2010年頃から官公庁の契約業務において急速に普及した電子入札は、政府のIT化政策の一環として多くの機関で導入されてきました。
ペーパーレス化や移動手間の削減など、さまざまなメリットがあると言われていますが、その裏側に潜む重大な課題に目を向ける必要があります。高額なシステム導入費用や、毎年発生する莫大な保守経費は、国民の貴重な税金を特定のIT企業へ流出させ続けています。
また、参加者が顔を合わせないことによる入札のブラックボックス化は、容易に談合を生み出す温床となり得ます。
さらに深刻なのは、システム化によって官公庁の会計実務担当者が「公平性」や「公正性」について深く考える機会を奪われているという事実です。
本記事では、電子入札が抱える構造的な問題点とデメリットを徹底的に紐解き、会計法令を守るために行うべき真の契約手続きのあり方について考察します。

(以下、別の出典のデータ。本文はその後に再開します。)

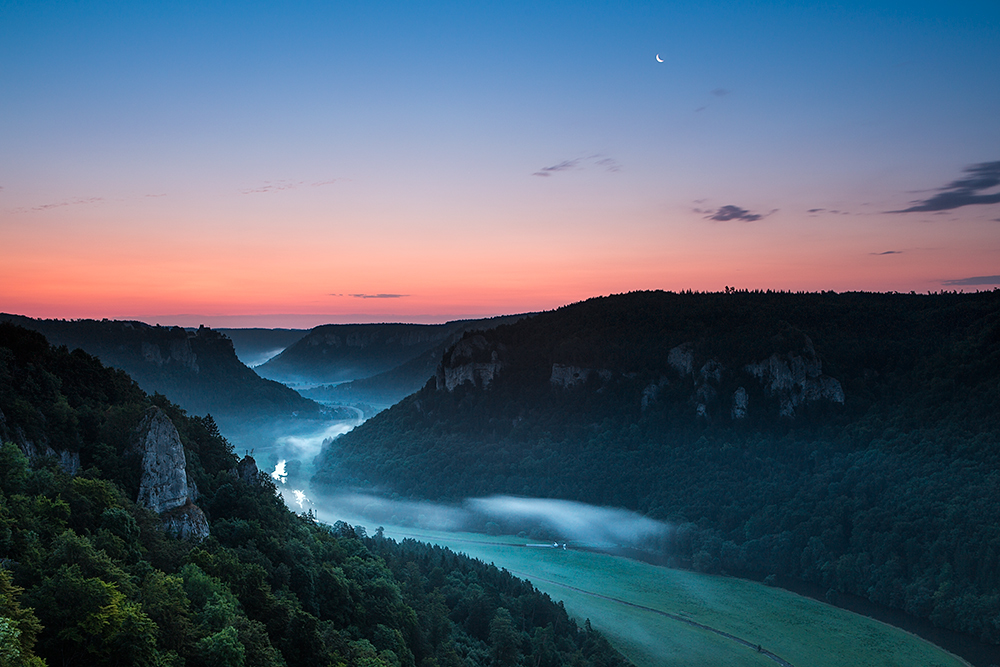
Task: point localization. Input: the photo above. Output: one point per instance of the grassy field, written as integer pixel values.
(603, 588)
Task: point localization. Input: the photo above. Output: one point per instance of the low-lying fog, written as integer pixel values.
(537, 518)
(287, 456)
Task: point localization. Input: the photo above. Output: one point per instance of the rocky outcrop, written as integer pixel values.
(651, 393)
(740, 403)
(187, 522)
(178, 352)
(569, 376)
(247, 471)
(472, 359)
(163, 483)
(796, 378)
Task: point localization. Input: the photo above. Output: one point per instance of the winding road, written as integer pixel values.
(675, 617)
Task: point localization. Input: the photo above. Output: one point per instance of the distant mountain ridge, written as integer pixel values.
(256, 345)
(130, 534)
(850, 440)
(383, 362)
(198, 369)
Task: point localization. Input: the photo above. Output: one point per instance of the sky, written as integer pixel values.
(292, 164)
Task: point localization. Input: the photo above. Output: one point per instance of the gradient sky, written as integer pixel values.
(254, 163)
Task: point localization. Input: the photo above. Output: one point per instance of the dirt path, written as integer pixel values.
(763, 651)
(739, 640)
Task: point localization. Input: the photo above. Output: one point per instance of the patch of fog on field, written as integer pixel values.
(595, 526)
(308, 445)
(541, 518)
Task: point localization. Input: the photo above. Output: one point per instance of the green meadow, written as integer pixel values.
(603, 588)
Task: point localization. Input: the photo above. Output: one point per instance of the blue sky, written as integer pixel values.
(481, 158)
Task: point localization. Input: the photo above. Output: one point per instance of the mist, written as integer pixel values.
(563, 521)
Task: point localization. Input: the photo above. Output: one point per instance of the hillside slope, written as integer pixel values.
(845, 439)
(197, 369)
(92, 573)
(256, 345)
(336, 353)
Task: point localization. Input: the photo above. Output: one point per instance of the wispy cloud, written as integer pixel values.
(975, 280)
(278, 186)
(600, 161)
(73, 202)
(730, 212)
(963, 192)
(376, 296)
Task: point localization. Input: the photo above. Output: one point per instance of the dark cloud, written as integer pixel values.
(562, 166)
(963, 192)
(91, 200)
(610, 164)
(602, 161)
(378, 296)
(975, 280)
(731, 212)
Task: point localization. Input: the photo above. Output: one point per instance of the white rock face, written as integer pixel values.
(180, 353)
(740, 403)
(568, 376)
(187, 522)
(163, 485)
(459, 367)
(795, 379)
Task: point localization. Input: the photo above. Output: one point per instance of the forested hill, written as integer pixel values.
(343, 352)
(197, 369)
(91, 576)
(852, 440)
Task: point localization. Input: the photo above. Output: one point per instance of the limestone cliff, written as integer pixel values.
(569, 376)
(473, 360)
(796, 378)
(163, 485)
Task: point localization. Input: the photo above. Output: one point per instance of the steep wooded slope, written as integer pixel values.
(197, 369)
(343, 352)
(846, 439)
(89, 576)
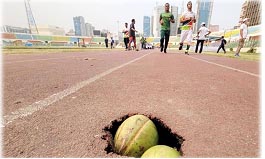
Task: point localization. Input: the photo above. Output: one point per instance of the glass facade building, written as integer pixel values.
(204, 13)
(147, 26)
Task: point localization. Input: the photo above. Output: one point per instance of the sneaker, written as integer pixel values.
(180, 47)
(161, 49)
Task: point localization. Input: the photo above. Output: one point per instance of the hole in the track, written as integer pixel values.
(166, 136)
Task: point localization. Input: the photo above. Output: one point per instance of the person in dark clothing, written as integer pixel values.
(106, 42)
(132, 35)
(126, 36)
(165, 19)
(202, 33)
(111, 42)
(223, 42)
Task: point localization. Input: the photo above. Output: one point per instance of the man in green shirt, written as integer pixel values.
(165, 19)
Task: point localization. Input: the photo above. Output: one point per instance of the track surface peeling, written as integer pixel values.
(214, 108)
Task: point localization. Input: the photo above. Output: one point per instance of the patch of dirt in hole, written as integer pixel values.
(166, 136)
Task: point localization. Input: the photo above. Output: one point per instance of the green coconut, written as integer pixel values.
(135, 135)
(161, 151)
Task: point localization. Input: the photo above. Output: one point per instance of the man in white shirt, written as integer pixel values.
(242, 35)
(202, 33)
(187, 19)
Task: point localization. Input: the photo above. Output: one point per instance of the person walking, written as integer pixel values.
(165, 19)
(132, 34)
(202, 33)
(242, 35)
(222, 45)
(126, 36)
(106, 42)
(187, 19)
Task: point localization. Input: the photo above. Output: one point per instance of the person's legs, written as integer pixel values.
(167, 34)
(197, 44)
(189, 38)
(219, 48)
(240, 45)
(201, 41)
(134, 41)
(162, 34)
(183, 36)
(125, 43)
(130, 41)
(223, 47)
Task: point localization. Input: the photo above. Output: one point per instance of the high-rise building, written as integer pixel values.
(146, 26)
(214, 28)
(152, 26)
(156, 23)
(251, 9)
(79, 24)
(204, 13)
(13, 29)
(156, 27)
(89, 29)
(173, 27)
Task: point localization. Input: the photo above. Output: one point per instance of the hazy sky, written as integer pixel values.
(104, 14)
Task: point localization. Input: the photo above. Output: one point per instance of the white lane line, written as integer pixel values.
(30, 109)
(231, 68)
(11, 62)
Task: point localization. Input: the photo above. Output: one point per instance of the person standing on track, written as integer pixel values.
(126, 36)
(187, 19)
(165, 19)
(132, 34)
(222, 45)
(242, 35)
(202, 33)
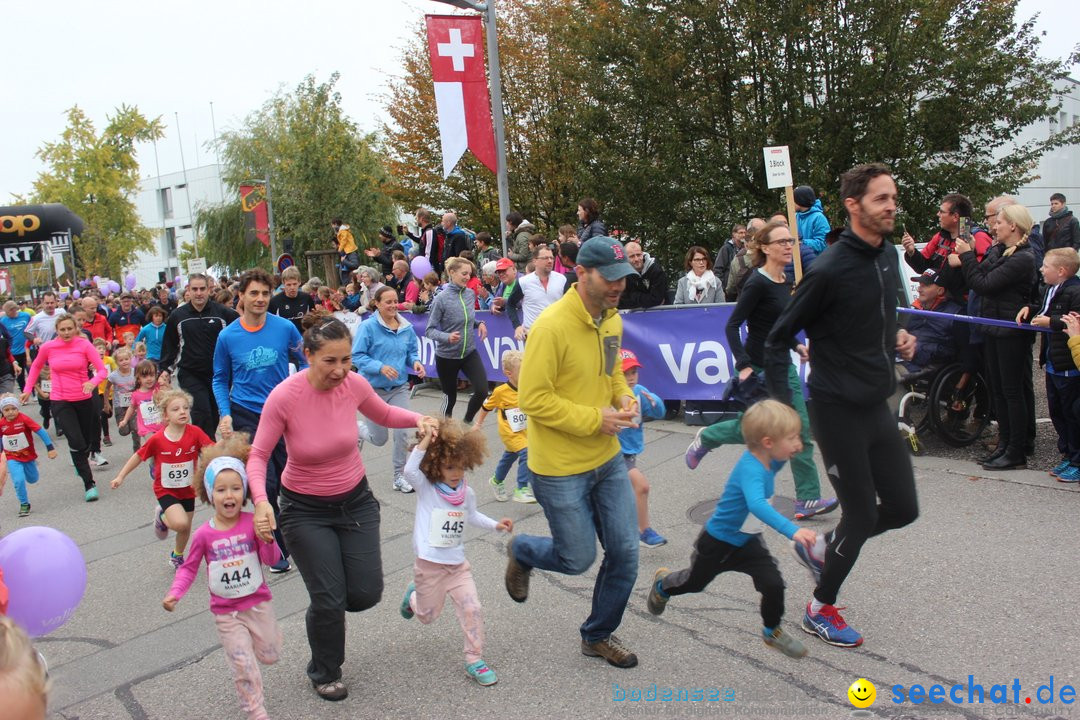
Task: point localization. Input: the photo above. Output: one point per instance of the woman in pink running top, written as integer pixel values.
(69, 356)
(328, 515)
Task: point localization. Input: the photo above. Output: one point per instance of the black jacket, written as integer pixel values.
(1004, 284)
(190, 337)
(1055, 343)
(1061, 230)
(647, 289)
(847, 304)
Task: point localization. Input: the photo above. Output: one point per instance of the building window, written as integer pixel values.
(165, 202)
(170, 246)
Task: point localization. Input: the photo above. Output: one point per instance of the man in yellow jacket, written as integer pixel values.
(570, 384)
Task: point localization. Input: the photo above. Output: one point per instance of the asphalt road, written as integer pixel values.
(982, 585)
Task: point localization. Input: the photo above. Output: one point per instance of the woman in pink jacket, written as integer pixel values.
(69, 357)
(328, 515)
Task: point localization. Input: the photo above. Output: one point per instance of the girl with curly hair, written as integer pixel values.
(445, 505)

そして、なぜ今、官公庁が電子入札を廃止し、従来の紙ベースの入札へ戻すべきなのか、その理由を詳しく解説します。
電子入札の普及とIT化政策の背景
2010年頃からの電子入札導入と表向きのメリット
日本の官公庁において、電子入札が本格的に普及し始めたのは2010年頃のことです。これは政府が強力に推し進めたIT化政策、デジタル化推進の一環として導入された制度です。従来の紙を用いた入札手続きから脱却し、インターネットを利用して入札から開札までのプロセスをオンライン上で行うこの仕組みは、導入当初、さまざまなメリットがあると大々的に喧伝されました。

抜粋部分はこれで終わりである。